Rosetta’s Way Back to the Source – Towards Reverse Engineering of Complex Software by Herman Bos.
From the webpage:
The Rosetta project, funded by the EU in the form of an ERC grant, aims to develop techniques to enable reverse engineering of complex software sthat is available only in binary form. To the best of our knowledge we are the first to start working on a comprehensive and realistic solution for recovering the data structures in binary programs (which is essential for reverse engineering), as well as techniques to recover the code. The main success criterion for the project will be our ability to reverse engineer a realistic, complex binary. Additionally, we will show the immediate usefulness of the information that we extract from the binary code (that is, even before full reverse engineering), by automatically hardening the software to make it resilient against memory corruption bugs (and attacks that exploit them).
In the Rosetta project, we target common processors like the x86, and languages like C and C++ that are difficult to reverse engineer, and we aim for full reverse engineering rather than just decompilation (which typically leaves out data structures and semantics). However, we do not necessarily aim for fully automated reverse engineering (which may well be impossible in the general case). Rather, we aim for techniques that make the process straightforward. In short, we will push reverse engineering towards ever more complex programs.

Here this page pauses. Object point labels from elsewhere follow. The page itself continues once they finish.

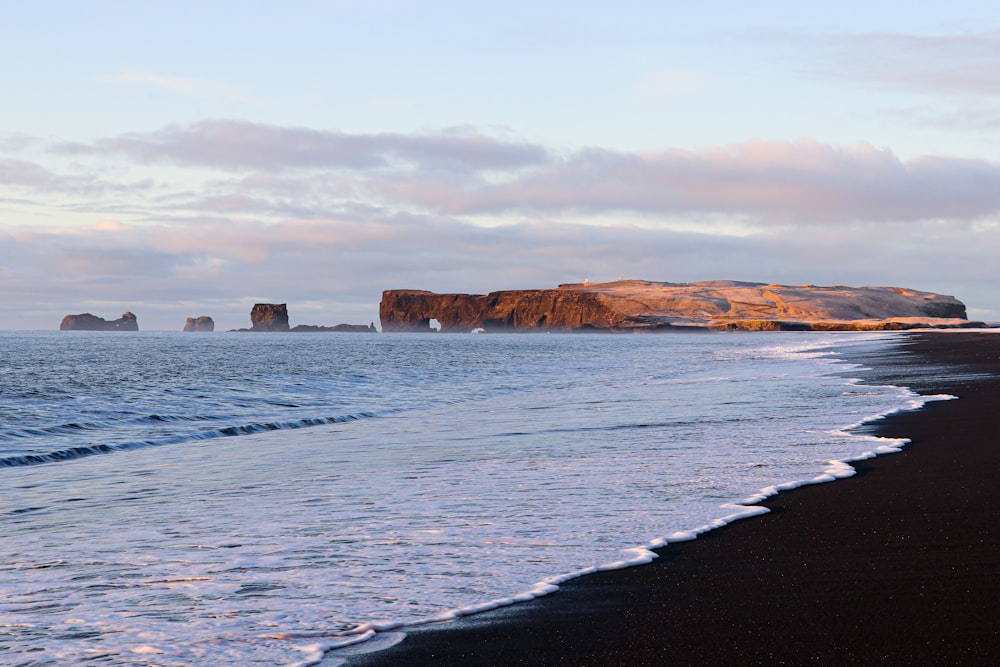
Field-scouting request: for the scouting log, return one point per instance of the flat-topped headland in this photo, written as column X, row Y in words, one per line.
column 89, row 322
column 639, row 306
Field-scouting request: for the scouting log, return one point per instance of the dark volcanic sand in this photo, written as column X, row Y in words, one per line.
column 899, row 564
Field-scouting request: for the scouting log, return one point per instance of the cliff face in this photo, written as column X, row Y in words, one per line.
column 88, row 322
column 635, row 305
column 202, row 323
column 269, row 317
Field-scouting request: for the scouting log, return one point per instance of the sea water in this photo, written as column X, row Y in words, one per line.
column 257, row 499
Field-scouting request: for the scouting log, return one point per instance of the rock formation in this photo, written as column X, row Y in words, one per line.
column 269, row 317
column 637, row 305
column 201, row 323
column 88, row 322
column 348, row 328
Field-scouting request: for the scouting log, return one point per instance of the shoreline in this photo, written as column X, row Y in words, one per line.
column 902, row 565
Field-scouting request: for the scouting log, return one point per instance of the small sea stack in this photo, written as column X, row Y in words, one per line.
column 200, row 323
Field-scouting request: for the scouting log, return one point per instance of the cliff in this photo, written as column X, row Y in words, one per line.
column 201, row 323
column 88, row 322
column 638, row 305
column 269, row 317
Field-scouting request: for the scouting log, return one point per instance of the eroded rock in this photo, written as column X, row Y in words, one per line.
column 638, row 305
column 201, row 323
column 88, row 322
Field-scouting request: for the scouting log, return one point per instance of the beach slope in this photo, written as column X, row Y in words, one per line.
column 899, row 564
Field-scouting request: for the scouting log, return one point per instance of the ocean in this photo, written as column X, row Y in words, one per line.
column 260, row 499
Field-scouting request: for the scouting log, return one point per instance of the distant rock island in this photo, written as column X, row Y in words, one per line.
column 88, row 322
column 200, row 323
column 269, row 317
column 274, row 317
column 640, row 306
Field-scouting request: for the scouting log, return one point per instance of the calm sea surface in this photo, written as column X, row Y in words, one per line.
column 254, row 499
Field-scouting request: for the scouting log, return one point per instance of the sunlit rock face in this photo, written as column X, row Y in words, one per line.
column 638, row 305
column 269, row 317
column 88, row 322
column 201, row 323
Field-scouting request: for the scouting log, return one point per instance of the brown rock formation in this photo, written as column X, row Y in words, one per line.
column 201, row 323
column 342, row 328
column 269, row 317
column 88, row 322
column 636, row 305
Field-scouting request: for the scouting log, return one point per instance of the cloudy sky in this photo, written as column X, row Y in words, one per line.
column 188, row 158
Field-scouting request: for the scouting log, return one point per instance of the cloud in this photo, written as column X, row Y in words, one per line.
column 772, row 182
column 962, row 63
column 190, row 87
column 232, row 144
column 337, row 218
column 262, row 172
column 167, row 272
column 25, row 174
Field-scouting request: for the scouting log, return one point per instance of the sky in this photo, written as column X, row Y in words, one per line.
column 194, row 158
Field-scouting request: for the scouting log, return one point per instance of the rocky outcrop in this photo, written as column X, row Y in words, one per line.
column 637, row 305
column 343, row 328
column 88, row 322
column 269, row 317
column 201, row 323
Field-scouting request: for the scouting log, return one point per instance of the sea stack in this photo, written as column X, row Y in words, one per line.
column 201, row 323
column 269, row 317
column 88, row 322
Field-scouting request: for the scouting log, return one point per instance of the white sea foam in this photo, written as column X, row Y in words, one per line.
column 489, row 470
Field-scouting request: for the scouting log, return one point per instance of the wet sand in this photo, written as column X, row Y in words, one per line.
column 899, row 564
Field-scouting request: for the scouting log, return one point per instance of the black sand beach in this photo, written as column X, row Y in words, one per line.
column 899, row 564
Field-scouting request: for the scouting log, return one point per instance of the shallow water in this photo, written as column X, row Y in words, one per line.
column 219, row 499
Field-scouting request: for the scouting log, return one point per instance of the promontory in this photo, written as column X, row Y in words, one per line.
column 88, row 322
column 640, row 306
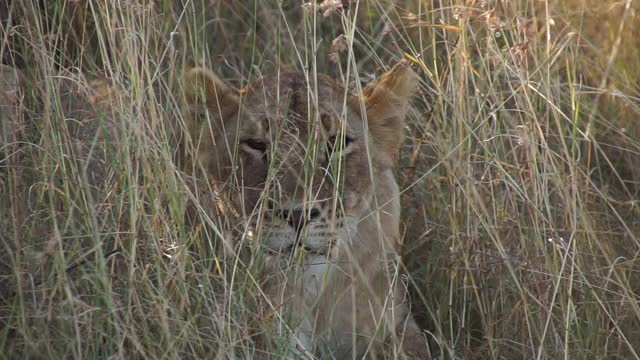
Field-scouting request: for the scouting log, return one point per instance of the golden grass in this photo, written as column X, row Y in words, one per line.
column 521, row 174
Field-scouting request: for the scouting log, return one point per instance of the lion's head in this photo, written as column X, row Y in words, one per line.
column 308, row 168
column 302, row 155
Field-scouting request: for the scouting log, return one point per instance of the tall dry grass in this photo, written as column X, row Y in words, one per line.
column 520, row 173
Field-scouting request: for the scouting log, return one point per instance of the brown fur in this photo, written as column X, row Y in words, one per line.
column 269, row 147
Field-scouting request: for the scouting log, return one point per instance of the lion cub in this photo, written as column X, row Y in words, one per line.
column 307, row 167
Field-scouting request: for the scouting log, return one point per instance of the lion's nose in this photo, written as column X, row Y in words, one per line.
column 297, row 217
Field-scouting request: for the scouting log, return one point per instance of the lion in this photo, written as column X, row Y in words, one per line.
column 308, row 167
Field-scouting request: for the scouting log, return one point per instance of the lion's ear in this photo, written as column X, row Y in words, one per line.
column 213, row 110
column 386, row 101
column 202, row 87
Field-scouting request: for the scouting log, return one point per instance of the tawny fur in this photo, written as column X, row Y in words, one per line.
column 289, row 144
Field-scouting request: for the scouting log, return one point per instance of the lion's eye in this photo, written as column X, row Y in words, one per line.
column 334, row 143
column 256, row 145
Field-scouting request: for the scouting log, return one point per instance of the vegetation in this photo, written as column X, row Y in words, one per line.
column 520, row 172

Our methodology revolves around recovering data structures, code and semantic information iteratively. Specifically, we will recover data structures not so much by statically looking at the instructions in the binary program (as others have done), but mainly by observing how the data is used
Research question. The project addresses the question whether the compilation process that translates source code to binary code is irreversible for complex software. Irreversibility of compilation is an assumed property that underlies most of the commercial software today. Specifically, the project aims to demonstrate that the assumption is false.
… (emphasis added)
Herman gives a great thumbnail sketch of the difficulties and potential for this project.
Looking forward to news of a demonstration that “irreversibility of computation” is false.
One important use case being verification that software that claims to have used prevention of buffer overflow techniques has in fact done so. Not the sort of thing I would entrust to statements in marketing materials.